O pescador de Ano Novo

À exceção de um período de poucos anos morando em Joinville, Santa Catarina – do qual eu não lembro lá grande coisa, porque era muito meninote –, vivi até os meus 17 anos numa cidadezinha. Uma cidadezinha lá longe, muito longe, mais ou menos a uns cem quilômetros do distrito de Onde o Vento Faz a Curva.

Na verdade, exagero. Sou um homem dramático, e depois de três semanas longe deste espaço, pensei em fazer um primeiro parágrafo impactante, uma entrada triunfal. Não era – é – tão longe assim. Minha cidadezinha natal, Nova Prata do Iguaçu, fica no interior do Paraná, mais especificamente no sudoeste, precisamente a 80 quilômetros de Francisco Beltrão. Nunca fomos grandes ou muito populares, mas tínhamos a nossa turma. No caso, um punhado de outras cidadezinhas sem nenhuma outra função aparente no mundo além de nos dar um código de endereçamento postal. Uma pequenina galáxia do marasmo.

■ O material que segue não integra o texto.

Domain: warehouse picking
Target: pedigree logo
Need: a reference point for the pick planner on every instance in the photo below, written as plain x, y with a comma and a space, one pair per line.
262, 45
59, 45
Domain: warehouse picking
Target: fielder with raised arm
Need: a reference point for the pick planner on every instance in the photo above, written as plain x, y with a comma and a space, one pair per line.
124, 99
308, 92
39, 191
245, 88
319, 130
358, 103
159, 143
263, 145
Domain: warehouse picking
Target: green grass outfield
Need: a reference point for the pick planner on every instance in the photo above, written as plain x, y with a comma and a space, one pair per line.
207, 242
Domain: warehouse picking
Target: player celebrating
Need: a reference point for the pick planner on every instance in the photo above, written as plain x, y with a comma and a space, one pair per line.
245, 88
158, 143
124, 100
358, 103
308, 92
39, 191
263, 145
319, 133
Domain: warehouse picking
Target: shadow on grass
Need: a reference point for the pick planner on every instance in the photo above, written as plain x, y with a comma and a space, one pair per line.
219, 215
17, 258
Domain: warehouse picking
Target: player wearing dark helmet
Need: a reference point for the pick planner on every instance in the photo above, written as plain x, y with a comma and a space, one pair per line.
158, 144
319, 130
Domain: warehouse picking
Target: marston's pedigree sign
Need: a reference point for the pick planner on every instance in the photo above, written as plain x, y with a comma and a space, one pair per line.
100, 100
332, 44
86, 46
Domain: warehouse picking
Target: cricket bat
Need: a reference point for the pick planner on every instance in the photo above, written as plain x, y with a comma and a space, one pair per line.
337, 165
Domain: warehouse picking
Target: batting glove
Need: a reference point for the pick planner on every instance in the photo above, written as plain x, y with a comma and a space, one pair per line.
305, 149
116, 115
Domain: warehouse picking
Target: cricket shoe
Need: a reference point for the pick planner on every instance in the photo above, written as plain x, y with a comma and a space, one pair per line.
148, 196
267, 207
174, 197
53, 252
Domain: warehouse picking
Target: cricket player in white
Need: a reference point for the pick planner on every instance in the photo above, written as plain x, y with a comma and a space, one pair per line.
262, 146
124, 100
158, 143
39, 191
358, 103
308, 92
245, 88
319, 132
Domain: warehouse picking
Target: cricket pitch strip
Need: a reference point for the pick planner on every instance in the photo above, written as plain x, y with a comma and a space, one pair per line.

Sem muito mais o que fazer, nos dedicávamos ao que fazíamos de melhor. Uma gente sem distrações acaba por formar uma imbatível combinação de escritório de investigações e agência de notícias – ela se dedica à fofoca. E não havia pequeno escândalo profissional ou matrimonial que acontecesse em uma cidadezinha da região que em questão de dois ou três dias não estivesse sendo discutido em outras 17.

Eu falei que éramos bons, não falei? Em certos casos, a mesmice pode ser muito estimulante.

Isso durava a maior parte do ano. Mas em dezembro, quando eu era uma criança lá pelos meus 12 ou 13 anos, havia o que para mim era um acontecimento: a parentada de longe vinha nos visitar. Os tios e primos davam uma boa movimentada nas coisas.

Um tio, por exemplo, gostava de pescar. Levava a molecada a reboque, todo mundo dentro de um carro sob o sol de um sábado de manhã pelas estradinhas de cascalho, ouvindo Milionário & José Rico.

Pescávamos no lago de uma usina hidrelétrica, a grande novidade da região, a despeito de ele já ter estado lá há mais ou menos uma década, acho. É que num lugar em que não acontece nada, é perfeitamente possível que uma novidade dure dez anos.

Lembro de ser obrigado a passar protetor solar e a usar boné. De ganhar uma vara devidamente equipada com linha e anzol e uma garrafa pet de Coca-Cola cortada pela metade, cheia de terra e minhocas.

Lembro de sentar na barranca junto com os outros, à espera dos lambaris, enquanto meu tio bebia cerveja e contava histórias. Não era muito prudente, mas era o que era.

Lembro que os lambaris raramente vinham, porque eu geralmente era incapaz de colocar uma minhoca no anzol da forma adequada.

Lembro de ficar puto com isso. Aqueles peixes, sim, eram inteligentes.

Normalmente meio ensimesmado e sem traquejo social algum, eu ficava expansivo e tagarela, porque gostava do meu tio, e ao que tudo indica ele também gostava de mim. Eram boas manhãs, e eu lembro delas com carinho.

E então as pescarias acabavam. As festas de fim ano também. A Terra começava a dar mais uma volta em torno do sol. A parentada colocava as coisas no carro e ia embora. Tudo voltava a ser como antes. Nada mudava.

Este ano, passei a virada de 2019 para 2020 com a minha família. No dia primeiro, fui a um bar no centro da cidade encontrar alguns amigos. No balcão, olhei para o rosto familiar do outro lado e quis saber:

– E então? Que tal 2020?

O camarada sorriu cúmplice e respondeu:

– Nada mudou.

Sorri também.

Nada mudou. E ainda assim é 2020. A propósito, estou pensando em começar a fazer aulas de meditação. O que acham?